This interior was originally the Drawing Room of No.11 Henrietta Place, part of a terrace designed by James Gibbs and built between 1722 and 1727 on the London estate of Edward Harley, 2nd Earl of Oxford. He bought the leases of four plots in the new street, using one for his own house and three, including number II, four houses for letting.
Although the exterior of the house was plain, the ceiling of this room was elaborately decorated. the main panels may be by the Italian-born painter Vincenzo Damini, the plasterer decorated by the Swiss-born plasterworkers who frequently worked with Gibbs.
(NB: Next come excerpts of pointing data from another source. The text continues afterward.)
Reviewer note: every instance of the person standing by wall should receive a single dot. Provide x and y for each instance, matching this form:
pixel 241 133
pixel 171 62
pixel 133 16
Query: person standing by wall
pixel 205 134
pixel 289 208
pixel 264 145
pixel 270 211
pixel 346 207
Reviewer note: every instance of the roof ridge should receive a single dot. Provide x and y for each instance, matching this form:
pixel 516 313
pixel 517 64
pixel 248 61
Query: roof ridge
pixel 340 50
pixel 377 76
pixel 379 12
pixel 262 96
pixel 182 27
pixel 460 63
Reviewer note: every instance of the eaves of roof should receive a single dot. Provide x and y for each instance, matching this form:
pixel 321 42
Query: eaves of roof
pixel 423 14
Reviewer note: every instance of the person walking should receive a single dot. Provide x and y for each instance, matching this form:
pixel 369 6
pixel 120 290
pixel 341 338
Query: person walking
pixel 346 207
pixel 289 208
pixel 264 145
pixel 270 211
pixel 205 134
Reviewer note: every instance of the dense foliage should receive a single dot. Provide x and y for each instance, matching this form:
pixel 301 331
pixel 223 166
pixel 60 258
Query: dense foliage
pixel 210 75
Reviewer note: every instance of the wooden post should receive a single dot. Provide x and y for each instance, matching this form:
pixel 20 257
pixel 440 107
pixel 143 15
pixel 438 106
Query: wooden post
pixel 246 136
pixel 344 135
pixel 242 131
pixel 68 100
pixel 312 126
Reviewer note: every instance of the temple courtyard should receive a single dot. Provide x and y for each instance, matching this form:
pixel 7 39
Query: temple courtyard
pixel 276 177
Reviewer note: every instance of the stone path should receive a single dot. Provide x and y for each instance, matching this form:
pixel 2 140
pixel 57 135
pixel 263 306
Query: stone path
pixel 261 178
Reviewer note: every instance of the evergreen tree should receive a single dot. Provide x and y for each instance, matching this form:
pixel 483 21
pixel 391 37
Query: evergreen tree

My name is David Mlinaric, and I'm an interior designer and decorator. I've always been involved mainly with buildings of historic interest in England and abroad. And in the context of the V& A British Galleries, I'm part of the design team, with special responsibility for decoration, which specifically includes the period rooms. There are certainly advantages that make it easier to work in a museum room, the main one of which is that you don't have to think of the inhabitants' requirements; you don't have to concern yourself with whether they can watch the television; you don't have to hide a lot of present day things that people consider to be essential. Some of the effects that you see were researched, and some of them were invented as being appropriate to the atmosphere and character of the room in the context of its time. We know that the walls of the room were covered in cloth; we know that the curtains at the windows were probably in a similar cloth, and the doors were ivory and white. We don't know that the walls were blue, but we know that at that time this kind of blue was very popular with people of this status. There's an element of show about this room; it is quite elaborate, it's quite showy. I should think that the man who made it wanted to show that he was in tune with the current fashions and decorative arts of his time. I would be very content to live in the Henrietta Street room, because of the sense of scale and proportion which I find particularly harmonious; the relationship of the doors to the windows and to the fireplace; the height of the dado rail; the colour stretching from the frieze down to the dado rail; and I personally very much like the blue.